Annual earnings - excluding bonuses - grew at an annual rate of 3.8% in the November to January period, down from the previous figure of 4.2%.

The unemployment rate remained unchanged at a near five-year high of 5.2%, the Office for National Statistics (ONS) said, but there was a rise in the number of workers on payrolls last month.

The number of vacancies remained "largely stable", the ONS said, with declines in openings at smaller firms being offset by rises among larger ones.

The latest figures come ahead of the latest decision on interest rates from Bank of England's Monetary Policy Committee (MPC), which is expected to keep the cost of borrowing unchanged.

Until the outbreak of the US-Israeli war with Iran there had been speculation the Bank might cut rates, but this is not expected now as the recent conflict has pushed up the price of fuel and some energy costs.

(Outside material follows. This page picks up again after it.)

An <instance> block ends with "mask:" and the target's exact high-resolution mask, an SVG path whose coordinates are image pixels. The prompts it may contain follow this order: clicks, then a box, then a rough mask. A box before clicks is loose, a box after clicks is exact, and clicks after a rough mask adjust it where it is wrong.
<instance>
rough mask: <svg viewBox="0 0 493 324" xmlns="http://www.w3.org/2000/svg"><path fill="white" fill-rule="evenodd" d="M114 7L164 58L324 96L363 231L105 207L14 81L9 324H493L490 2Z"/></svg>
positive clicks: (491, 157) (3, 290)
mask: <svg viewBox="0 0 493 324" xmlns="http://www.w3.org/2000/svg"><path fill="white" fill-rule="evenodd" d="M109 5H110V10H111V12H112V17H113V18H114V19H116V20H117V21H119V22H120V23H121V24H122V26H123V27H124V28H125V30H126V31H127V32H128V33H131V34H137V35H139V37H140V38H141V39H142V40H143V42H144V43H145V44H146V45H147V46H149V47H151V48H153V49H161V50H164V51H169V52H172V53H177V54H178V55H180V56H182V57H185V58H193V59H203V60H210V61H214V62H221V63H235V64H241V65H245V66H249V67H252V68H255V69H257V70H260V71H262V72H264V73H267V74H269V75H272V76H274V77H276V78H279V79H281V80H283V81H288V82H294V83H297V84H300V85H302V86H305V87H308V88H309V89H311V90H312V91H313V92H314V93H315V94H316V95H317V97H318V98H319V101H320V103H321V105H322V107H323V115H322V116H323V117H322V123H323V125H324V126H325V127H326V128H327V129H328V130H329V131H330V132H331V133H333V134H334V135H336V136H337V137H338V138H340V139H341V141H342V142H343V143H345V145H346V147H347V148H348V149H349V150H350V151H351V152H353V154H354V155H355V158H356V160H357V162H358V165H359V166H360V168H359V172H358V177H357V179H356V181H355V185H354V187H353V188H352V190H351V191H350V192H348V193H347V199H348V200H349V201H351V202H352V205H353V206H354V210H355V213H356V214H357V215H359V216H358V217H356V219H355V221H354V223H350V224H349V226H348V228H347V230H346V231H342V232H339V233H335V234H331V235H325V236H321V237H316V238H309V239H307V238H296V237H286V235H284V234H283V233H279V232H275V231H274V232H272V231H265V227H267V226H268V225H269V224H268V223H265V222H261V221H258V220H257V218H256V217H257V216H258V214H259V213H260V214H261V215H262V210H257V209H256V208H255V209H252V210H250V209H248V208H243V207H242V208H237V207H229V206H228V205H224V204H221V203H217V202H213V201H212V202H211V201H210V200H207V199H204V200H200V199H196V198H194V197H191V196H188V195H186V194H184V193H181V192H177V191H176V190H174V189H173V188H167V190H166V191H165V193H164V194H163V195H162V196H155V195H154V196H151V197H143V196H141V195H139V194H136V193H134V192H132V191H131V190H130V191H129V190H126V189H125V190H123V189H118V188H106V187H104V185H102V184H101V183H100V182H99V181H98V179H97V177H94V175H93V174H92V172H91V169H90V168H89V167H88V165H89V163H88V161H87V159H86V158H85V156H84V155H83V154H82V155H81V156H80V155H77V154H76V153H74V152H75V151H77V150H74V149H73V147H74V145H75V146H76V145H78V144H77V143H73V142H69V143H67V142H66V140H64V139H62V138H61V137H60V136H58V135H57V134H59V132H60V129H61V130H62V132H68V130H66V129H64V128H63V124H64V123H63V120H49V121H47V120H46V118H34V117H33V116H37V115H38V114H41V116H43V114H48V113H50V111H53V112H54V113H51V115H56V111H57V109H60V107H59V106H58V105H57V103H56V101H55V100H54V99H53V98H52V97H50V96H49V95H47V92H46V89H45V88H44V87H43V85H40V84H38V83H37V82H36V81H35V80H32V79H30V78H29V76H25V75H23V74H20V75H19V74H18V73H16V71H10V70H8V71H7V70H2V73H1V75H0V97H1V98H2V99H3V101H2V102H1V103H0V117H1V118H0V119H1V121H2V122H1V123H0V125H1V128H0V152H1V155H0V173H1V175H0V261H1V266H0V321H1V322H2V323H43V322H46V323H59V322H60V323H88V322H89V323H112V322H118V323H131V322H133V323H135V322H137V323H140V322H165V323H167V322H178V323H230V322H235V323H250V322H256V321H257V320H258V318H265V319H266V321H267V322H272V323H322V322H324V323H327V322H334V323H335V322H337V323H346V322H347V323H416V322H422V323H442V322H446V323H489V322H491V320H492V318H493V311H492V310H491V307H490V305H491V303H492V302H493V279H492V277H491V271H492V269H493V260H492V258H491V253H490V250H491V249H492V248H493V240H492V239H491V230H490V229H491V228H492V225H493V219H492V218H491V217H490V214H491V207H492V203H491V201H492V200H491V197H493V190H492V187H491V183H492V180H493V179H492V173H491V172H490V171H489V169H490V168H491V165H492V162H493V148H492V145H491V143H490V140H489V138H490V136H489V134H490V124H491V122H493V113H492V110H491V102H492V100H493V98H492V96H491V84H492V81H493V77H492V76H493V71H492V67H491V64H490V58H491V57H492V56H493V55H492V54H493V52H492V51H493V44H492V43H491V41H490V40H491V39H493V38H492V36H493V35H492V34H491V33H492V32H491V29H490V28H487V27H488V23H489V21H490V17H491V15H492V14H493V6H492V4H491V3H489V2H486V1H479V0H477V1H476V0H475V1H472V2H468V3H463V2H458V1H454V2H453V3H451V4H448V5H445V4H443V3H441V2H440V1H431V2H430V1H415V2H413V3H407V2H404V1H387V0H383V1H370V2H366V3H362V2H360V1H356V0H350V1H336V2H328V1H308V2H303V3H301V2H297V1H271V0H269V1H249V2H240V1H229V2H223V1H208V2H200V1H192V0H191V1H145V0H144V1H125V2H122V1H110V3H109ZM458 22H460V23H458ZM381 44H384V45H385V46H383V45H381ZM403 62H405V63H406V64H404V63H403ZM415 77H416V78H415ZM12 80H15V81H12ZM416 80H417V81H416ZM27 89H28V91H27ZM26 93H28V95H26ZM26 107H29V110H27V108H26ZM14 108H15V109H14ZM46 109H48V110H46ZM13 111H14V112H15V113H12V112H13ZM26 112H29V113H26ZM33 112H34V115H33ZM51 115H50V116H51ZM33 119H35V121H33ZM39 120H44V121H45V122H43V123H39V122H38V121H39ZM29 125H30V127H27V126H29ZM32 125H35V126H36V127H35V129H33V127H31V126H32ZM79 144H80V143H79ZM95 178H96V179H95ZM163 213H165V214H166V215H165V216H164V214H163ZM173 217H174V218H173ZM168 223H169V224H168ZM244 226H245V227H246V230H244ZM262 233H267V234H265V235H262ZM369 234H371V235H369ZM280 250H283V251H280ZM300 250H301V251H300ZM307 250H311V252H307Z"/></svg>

Despite the slowdown in pay growth from its previous figure of 4.2%, wages are still rising faster than the rate of price increases, with inflation currently standing at 3%.

The ONS said regular earnings growth was 5.9% for the public sector and 3.3% for the private sector.

Early estimates suggest the number of job vacancies dropped by 6,000 to 721,000 in the three months to February.

The number of payrolled employees in February 2026 was up by about 20,000 from the previous month, to 30.3 million.

Liz McKeown, director of economic statistics at the ONS, said: "Labour market conditions were little changed at the start of the year.

"The number of workers on payroll rose slightly in the latest month but, overall, the recent picture has been broadly flat."

Yael Selfin, chief economist at KPMG UK, said a cut in interest rates on Thursday was unlikely.

"Priorities have shifted, with MPC members set to turn their attention to the new upside risks to the inflation outlook," she said.

"This could see interest rates staying higher for longer, raising the prospect of a more pronounced loosening in the labour market over the coming months."

Even though inflation could be about to increase, she does not think this will lead to a surge in pay demands .

"Demand for labour is weak, which should curtail workers' bargaining power and limit the scope for a pick-up in wage growth."